A few techs had walked into the kitchen through the long hallway leading from the front entrance, and Kathryn quickly put them to work. She told them to take samples from the kitchenware on the drying rack, and then, because she remembered it from a movie she once saw with her dad, she also told them to check the garbage disposal. Who knew what might turn up?
“The Coroner’s on his way, he called,” a tech told her.
“Oh, well, let’s show him in.”
“He’ll be here in a minute and he says he wants to talk to you.”
“Oh, okay,” she said. “Sure, sounds good.”
She walked out to the front porch and saw the huge Coroner van—or the meat wagon, as the cops called it—backing up onto the lawn beside Billings’s cruiser. It parked, and a devastatingly handsome man with curly black hair got out of the driver’s side door and walked up to her, his black, bushy eyebrows bristling.
“Why the hell is the Rowan County Sheriff’s office here, and not the Shelbyville Police Department?” he barked at her.
Well, at least he’s cute.
“Who said you could enter the crime scene?” Dr. Chase demanded.
“I-I-I put on protective booties,” she stammered out, pointing at her feet. “And I put on gloves.”

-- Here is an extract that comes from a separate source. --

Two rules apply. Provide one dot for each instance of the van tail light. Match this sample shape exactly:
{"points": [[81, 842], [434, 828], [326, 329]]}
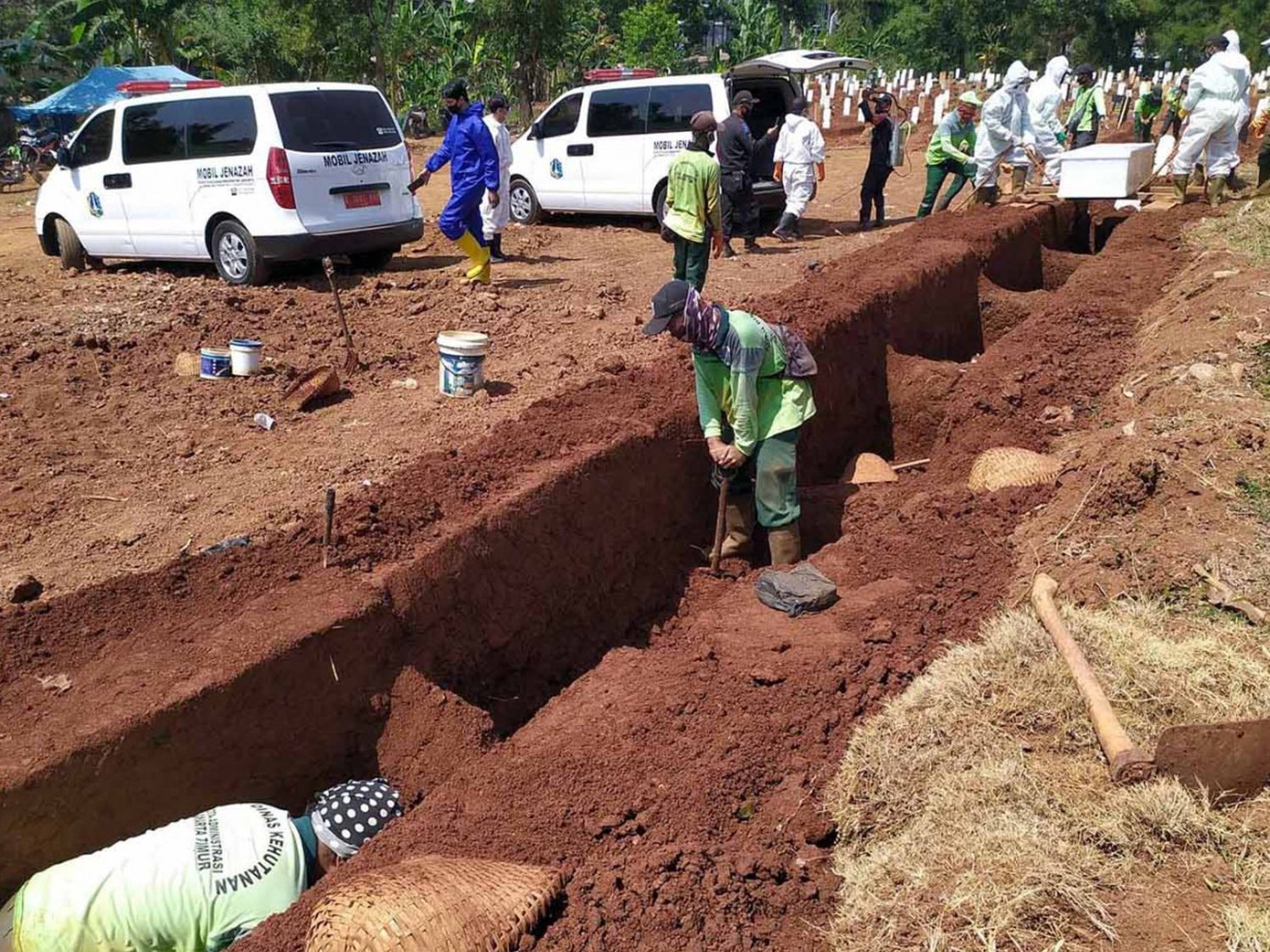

“That’s good,” he said gruffly, “but do you know what you’re doing, young lady?”
“Um,” she said.
She admired this man. Dr. Bradley Chase had run against the incumbent on a platform promise to clean up the Medical Examiner’s Office, and thus far, he’d done his job. Kathryn followed the news whenever his name came up, and every article about him concerned some new fight he’d gotten into with this agency or that department. He’d fired a lot of people who didn’t perform up to his standards, hired an additional doctor to perform the autopsies, and retrained everyo
ne on staff to conduct themselves in a professional manner.
She admired him tremendously, and to stand here and bear his disapproval mortified her to her bones. “I’m sorry,” she said. “I was the duty officer when the call came in—and”
“But you haven’t touched anything?” he asked her, his eyebrows upraised.
“No, sir,” she said. “I just walked in through the door.”
“Well, at least you had the forethought to put on protective gear.”
“Is there anything I can do to assist you, Dr. Chase?” she asked.
“Stay out of my way,” he said. “You Rowan County Deputy Sheriffs aren’t even supposed to be here.”
Amen to that.
“Where’s the decedent?” Dr. Chase asked.
“Oh, what, oh, the body?”
“It’s in the dining room,” Deputy Michael Poling said, pointing to his right. He wore, Kathryn noted with grim approval, the appropriate coverings for his feet and hands.
“I want only one deputy present,” Dr. Chase said. He jerked his chin at Kathryn. “She got in here first, so I want her to stand by and observe, but you, Deputy Poling, please let my team know that they can enter and get started on taking down the evidence.”
“Yes, sir,” Deputy Poling said.
“You know everyone in the Sheriff’s Office?” she asked him with surprise, after Deputy Poling left.
“Yes, to my regret, but I don’t recall seeing you before?”
“I was on an extended medical leave,” she said, her cheeks flaring with shame.
“Ah. A baby?”
“Um, sure,” she said.
He cocked his head at her, but there was no further time for discussion, for Dr. Chase’s treatment team, all suited up in protective coverings, gloves, and footies, had arrived, bearing a gurney.
“There you are,” Dr. Chase said. “Let’s get started.”
He turned to Kathryn. “If you want to observe, Deputy . . .”
“Deputy McGlone.”
“Deputy McGlone, then you’d better put on a pair of coveralls as well.”